De là à dire que les femmes sont dépourvues de toute forme de talent, il n’y a qu’un pas que les musées franchissent allègrement. Si l’on zoome sur les collections permanentes du Centre Pompidou, l’on y trouve 5 % de femmes seulement. Même tableau outre-atlantique, avec un score de 4 % pour le Metropolitan Museum of Art (MET). Qui a dit que culture rimait avec ouverture ?

Portées aux nues  

Les oeuvres des femmes artistes se doivent, en outre, de comporter plus qu’une simple dimension picturale. Celles exposées s’articulent bien souvent autour de thématiques revendicatives, féminisme en tête. L’exposition “Qui a peur des femmes photographes?” au musée de l’Orangerie en 2015, ou encore celle organisée par les Guerrilla Girls x La Barbe à la galerie MFC Michèle Didier s’inscrivent directement dans cette lignée.

Et ce ne sont pas ces quelques événements dédiés qui permettent de combler le déficit presque total de visibilité auquel les femmes font face et que personne, ou presque, ne remet en question. Entre le trop et le trop peu, l’art ne tranche pas. Loin d’être hermétique aux discriminations qui traversent notre société, il les reconduit voire les amplifie.

Dans l’art – comme partout ailleurs finalement –  les hommes composent et les femmes posent. Si l’on se penche du côté des “grands maîtres”, de Picasso à Manet en passant par Klein, la femme n’est qu’un corps, nu de préférence. Depuis toujours l’art perpétue le mythe de la femme objet. Et avec l’entrée dans la logique de marché à l’orée du vingtième siècle, celui-ci s’est mué en une véritable industrie du sexisme.

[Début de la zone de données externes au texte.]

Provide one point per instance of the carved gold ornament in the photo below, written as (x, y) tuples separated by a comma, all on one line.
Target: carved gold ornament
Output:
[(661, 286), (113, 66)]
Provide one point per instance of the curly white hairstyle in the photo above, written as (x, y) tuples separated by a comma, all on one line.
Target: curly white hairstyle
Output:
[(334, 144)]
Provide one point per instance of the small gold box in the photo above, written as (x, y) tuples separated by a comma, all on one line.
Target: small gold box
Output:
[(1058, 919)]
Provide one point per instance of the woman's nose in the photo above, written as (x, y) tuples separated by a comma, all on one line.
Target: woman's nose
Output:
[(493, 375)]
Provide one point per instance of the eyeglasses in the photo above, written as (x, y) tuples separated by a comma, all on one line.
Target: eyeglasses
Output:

Et pourtant, il existe un génie féminin. De Barbara Kruger à Sophie Calle en passant par Orlan, toutes ces artistes créent, au même titre que leurs homologues masculins. Mais dans une société qui en 2016 refuse encore et toujours d’accorder aux femmes les mêmes droits qu’aux hommes, pas étonnant que l’art soit, lui aussi, en mâle de parité.